Another attempt at school choice

Published May 4, 2014

Editorial by Charlotte Observer, May 3, 2014.

It seems a proposed bill for open enrollment in N.C. public schools was inspired by – and perhaps copied from – draft legislation from a national conservative group. Sen. Fletcher Hartsell of Cabarrus is the chairman of the subcommittee that crafted the bill, and although he says he’s not a member of the American Legislative Exchange Council, the language in Hartsell’s bill is very similar to a bill on ALEC’s web site. If this were a term paper, Hartsell might be headed to the principal’s office.

The idea behind the legislation is school choice, a concept ALEC and its favorite state legislators have supported in varying ways, including school vouchers. Much of ALEC’s agenda would ultimately weaken public education, but the group’s link to this proposed bill shouldn’t be enough to reject or embrace the concept. N.C. lawmakers should dig deeper into what the bill does and doesn’t accomplish.

An open enrollment law would allow parents to request a spot in any school in their home district or any of the state’s other districts. School districts could deny those requests for only a few reasons, the big one being lack of space.

The bill, however, is alarmingly vague, and N.C. school administrators are unsure how they would manage the transfers, including the financial implications of gaining or losing hundreds of students. Another unanswered question: What are the guidelines for a school being able to say it doesn’t have room for new students? The bill offers little help there, too.

(A side issue: Some officials and parents already are wondering if open enrollment would result in schools recruiting athletes and assembling “super teams.” But states with open enrollment have stamped out that temptation by keeping on the books playing restrictions for athletes who don’t live in a school’s district.)

The biggest question: Does open enrollment work? More than 20 states offer at least some students movement between districts, and supporters say it allows families in struggling, low-income schools to level the academic playing field with better opportunities. That also theoretically increases competition between schools and districts, motivating them to improve.

But studies show the families that benefit aren’t the ones supporters say they’re helping. In Colorado and Minnesota, which in 1988 was the first state to try open enrollment, research shows that most transferring students were whites leaving diverse districts for whiter, higher performing districts. In Arizona, research shows that many parents in struggling schools tend not to take advantage of enrollment choice.
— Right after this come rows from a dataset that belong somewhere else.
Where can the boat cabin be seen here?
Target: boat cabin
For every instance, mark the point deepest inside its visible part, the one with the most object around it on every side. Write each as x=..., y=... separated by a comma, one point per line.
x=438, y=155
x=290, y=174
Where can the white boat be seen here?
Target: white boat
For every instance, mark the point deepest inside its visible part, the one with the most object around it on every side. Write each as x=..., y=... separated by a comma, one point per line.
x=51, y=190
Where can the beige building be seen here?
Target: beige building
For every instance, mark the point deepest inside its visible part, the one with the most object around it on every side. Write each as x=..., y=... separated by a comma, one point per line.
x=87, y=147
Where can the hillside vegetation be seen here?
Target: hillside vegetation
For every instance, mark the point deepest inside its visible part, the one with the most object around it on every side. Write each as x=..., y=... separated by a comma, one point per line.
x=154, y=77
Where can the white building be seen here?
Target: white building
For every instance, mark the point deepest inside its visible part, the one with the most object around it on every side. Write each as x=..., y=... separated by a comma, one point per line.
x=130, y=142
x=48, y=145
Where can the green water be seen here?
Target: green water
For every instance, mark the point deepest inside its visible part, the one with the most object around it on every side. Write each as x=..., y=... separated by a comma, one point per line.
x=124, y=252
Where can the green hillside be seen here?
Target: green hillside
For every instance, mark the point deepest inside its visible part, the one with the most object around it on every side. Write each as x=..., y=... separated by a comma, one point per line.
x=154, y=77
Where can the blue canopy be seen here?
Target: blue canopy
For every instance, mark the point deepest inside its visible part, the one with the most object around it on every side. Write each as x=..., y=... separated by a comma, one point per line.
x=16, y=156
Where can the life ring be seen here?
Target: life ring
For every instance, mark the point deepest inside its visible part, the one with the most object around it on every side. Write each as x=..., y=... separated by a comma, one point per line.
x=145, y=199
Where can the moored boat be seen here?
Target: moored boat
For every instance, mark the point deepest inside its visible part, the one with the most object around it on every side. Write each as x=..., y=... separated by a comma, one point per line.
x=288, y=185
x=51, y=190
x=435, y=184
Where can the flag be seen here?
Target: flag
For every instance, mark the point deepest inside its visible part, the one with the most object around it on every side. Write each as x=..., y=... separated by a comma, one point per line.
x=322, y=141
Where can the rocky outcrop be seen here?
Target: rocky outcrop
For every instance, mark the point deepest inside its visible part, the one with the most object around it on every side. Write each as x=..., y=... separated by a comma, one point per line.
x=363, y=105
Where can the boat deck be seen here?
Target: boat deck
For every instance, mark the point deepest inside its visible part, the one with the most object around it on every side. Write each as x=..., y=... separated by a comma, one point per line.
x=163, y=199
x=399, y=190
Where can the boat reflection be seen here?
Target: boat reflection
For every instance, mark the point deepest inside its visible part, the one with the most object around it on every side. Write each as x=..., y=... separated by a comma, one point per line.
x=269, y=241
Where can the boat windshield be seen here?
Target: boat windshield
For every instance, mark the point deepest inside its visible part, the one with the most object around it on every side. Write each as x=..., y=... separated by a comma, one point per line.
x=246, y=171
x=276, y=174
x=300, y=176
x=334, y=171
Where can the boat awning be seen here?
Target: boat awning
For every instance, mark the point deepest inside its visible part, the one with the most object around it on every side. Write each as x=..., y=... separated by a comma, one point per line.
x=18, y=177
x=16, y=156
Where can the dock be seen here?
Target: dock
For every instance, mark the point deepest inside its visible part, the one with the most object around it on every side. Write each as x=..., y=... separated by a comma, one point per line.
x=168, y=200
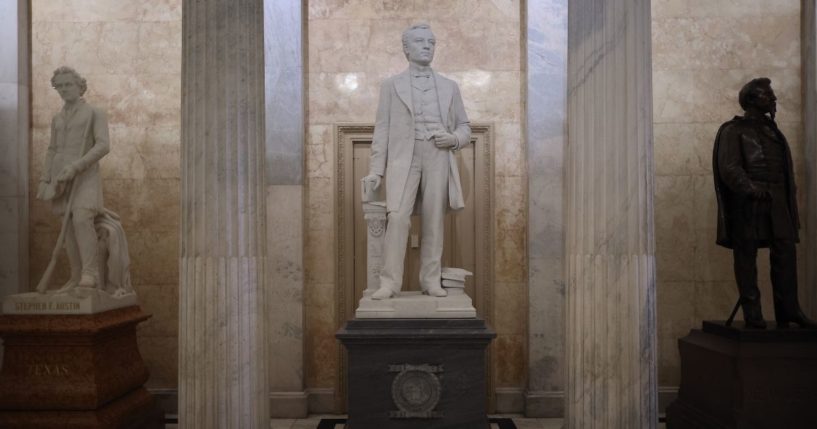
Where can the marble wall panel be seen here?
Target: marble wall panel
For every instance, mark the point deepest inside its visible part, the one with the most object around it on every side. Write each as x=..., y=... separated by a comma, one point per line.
x=703, y=53
x=546, y=137
x=352, y=46
x=284, y=91
x=130, y=54
x=285, y=286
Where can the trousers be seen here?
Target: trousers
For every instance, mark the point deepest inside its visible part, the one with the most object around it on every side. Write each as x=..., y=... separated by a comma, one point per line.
x=783, y=261
x=428, y=178
x=81, y=243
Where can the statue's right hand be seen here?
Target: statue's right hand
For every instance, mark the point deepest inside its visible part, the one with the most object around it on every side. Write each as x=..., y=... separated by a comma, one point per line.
x=372, y=181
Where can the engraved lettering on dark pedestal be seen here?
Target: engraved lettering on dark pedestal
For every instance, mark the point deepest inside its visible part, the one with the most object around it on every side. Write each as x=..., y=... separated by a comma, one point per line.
x=43, y=370
x=416, y=390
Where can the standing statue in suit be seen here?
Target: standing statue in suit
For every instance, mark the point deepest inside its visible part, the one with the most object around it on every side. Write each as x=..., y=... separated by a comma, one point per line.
x=420, y=122
x=757, y=204
x=70, y=179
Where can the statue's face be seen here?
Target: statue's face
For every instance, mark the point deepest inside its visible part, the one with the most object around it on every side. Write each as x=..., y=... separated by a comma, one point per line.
x=66, y=85
x=766, y=101
x=420, y=46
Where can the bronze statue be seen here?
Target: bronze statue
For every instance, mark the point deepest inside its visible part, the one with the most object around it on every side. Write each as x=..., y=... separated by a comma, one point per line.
x=757, y=206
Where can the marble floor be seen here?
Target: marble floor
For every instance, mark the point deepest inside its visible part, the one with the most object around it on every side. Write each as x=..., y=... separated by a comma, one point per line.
x=311, y=422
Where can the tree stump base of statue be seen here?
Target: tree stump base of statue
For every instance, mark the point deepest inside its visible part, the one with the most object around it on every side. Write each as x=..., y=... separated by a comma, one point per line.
x=75, y=371
x=732, y=377
x=416, y=373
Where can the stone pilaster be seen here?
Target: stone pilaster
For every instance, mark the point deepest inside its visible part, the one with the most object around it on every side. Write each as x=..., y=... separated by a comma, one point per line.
x=610, y=251
x=223, y=377
x=808, y=291
x=15, y=125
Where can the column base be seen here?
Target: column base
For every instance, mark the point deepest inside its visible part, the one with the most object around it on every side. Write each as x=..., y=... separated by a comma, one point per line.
x=741, y=378
x=416, y=373
x=290, y=405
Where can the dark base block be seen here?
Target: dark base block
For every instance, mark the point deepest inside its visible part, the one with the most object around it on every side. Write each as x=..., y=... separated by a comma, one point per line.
x=416, y=373
x=137, y=410
x=733, y=377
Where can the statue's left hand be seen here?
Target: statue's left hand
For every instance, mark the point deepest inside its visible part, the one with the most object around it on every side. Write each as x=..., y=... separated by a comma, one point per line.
x=445, y=140
x=67, y=173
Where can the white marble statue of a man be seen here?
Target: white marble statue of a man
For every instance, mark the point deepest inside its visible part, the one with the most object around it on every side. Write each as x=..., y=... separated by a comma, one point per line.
x=79, y=139
x=421, y=121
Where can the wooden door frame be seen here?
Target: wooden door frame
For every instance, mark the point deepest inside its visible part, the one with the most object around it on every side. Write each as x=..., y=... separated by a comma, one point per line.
x=346, y=136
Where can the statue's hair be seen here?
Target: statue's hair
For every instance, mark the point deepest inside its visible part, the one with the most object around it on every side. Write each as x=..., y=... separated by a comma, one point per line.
x=79, y=80
x=404, y=38
x=419, y=26
x=748, y=94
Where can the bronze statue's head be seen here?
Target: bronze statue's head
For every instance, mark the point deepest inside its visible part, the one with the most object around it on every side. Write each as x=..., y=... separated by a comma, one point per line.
x=418, y=44
x=757, y=95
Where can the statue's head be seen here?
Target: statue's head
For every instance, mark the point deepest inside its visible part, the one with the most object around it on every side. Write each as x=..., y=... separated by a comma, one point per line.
x=758, y=96
x=418, y=44
x=68, y=83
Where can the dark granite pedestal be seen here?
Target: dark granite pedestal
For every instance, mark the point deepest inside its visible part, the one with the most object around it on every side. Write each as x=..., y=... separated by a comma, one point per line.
x=416, y=373
x=733, y=377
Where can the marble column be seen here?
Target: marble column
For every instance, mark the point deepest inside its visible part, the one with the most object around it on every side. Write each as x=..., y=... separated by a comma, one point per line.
x=223, y=376
x=15, y=125
x=808, y=291
x=285, y=171
x=610, y=250
x=546, y=138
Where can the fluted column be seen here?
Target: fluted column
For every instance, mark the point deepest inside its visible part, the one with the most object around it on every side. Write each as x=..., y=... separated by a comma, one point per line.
x=15, y=125
x=223, y=378
x=808, y=291
x=611, y=345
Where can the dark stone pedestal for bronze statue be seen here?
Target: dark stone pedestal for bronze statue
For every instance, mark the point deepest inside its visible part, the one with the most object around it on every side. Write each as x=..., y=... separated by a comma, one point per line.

The result: Schools and districts become even more segregated, and struggling schools lose the higher performing students they need most. That’s not a healthy outcome for public education. Which might be exactly what ALEC has in mind. At the least, we hope lawmakers study the impact of open enrollment – along with how other states have handled the mechanics of it – before opening the gates with a rushed and incomplete bill.

May 4, 2014 at 10:33 pm
Richard Bunce says:

Once again social engineering trumps education... education vouchers for relatively low income parents who want to get their children out of failed government schools is the real answer... not just shuffling them between failed government schools.